Continuous acoramidis treatment was associated with a 45% lower risk of all-cause mortality compared with delayed initiation (26% vs 44%) and a 49% lower risk of cardiovascular mortality (19% vs 34%). First cardiovascular hospitalization occurred in 35% of patients receiving continuous therapy vs 57% of those who switched.

The primary outcome was time to all-cause mortality, cardiovascular mortality, and first cardiovascular hospitalization through month 54. The survival benefit was consistent across prespecified subgroups, including age, sex, race, genotype, New York Heart Association class, and disease stage, with no evidence of heterogeneity.

Biomarker and functional outcomes were evaluated as secondary measures. Continuous acoramidis treatment was associated with smaller increases in N-terminal pro–B-type natriuretic peptide levels compared with delayed initiation (40% vs 149%). Serum transthyretin levels increased by 37% with continuous therapy vs 25% after delayed initiation.

Functional capacity and health status were assessed using the Kansas City Cardiomyopathy Questionnaire overall summary score and six-minute walk distance.

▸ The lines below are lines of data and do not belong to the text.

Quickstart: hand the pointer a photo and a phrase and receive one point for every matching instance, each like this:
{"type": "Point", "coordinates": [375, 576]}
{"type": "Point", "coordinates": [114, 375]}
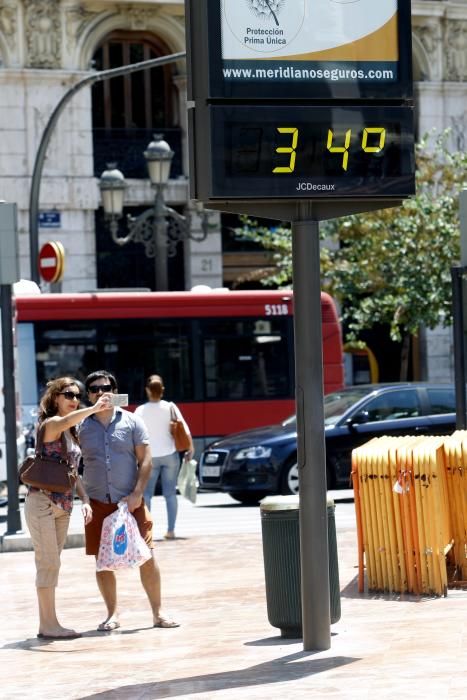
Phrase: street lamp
{"type": "Point", "coordinates": [151, 228]}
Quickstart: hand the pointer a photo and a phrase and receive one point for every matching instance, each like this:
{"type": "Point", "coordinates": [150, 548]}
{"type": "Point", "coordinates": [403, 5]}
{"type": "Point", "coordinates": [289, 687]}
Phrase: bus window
{"type": "Point", "coordinates": [227, 358]}
{"type": "Point", "coordinates": [244, 361]}
{"type": "Point", "coordinates": [132, 351]}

At month 54, questionnaire scores declined by 5% with continuous therapy vs 16% with delayed initiation. Six-minute walk distance declined by 9% vs 10%, respectively. Improvement in walk distance was observed after patients switched to acoramidis at month 30.

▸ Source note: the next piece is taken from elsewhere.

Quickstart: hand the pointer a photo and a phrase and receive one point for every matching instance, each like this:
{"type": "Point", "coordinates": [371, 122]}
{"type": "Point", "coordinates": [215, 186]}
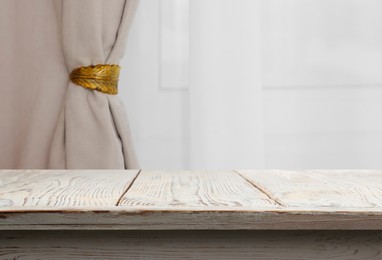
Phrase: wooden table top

Safety was evaluated throughout the extension period. Treatment-emergent adverse events occurred in 94% of patients in both groups, with discontinuation due to adverse events in approximately 3% of patients. No new long-term safety concerns were identified.

The researchers noted several limitations, including the open-label design, imbalances in baseline characteristics at study entry, and concomitant use of therapies such as tafamidis, sodium-glucose cotransporter 2 inhibitors, and mineralocorticoid receptor antagonists, which may have influenced treatment effect estimates. The study was also not powered for subgroup analyses.

Delayed initiation of acoramidis was associated with stabilization in some biomarkers and functional measures, with improvement in others, although outcomes remained more favorable with continuous therapy.

“These findings support the importance of early and continuous long-term treatment with acoramidis in [transthyretin amyloid cardiomyopathy],” the researchers wrote.

Disclosures: Several researchers reported consulting fees, advisory roles, research support, or employment with pharmaceutical companies, including BridgeBio Pharma, which funded the study.

Source:JAMA Cardiology

The findings were also presented at the American College of Cardiology 75th Annual Scientific Session & Expo.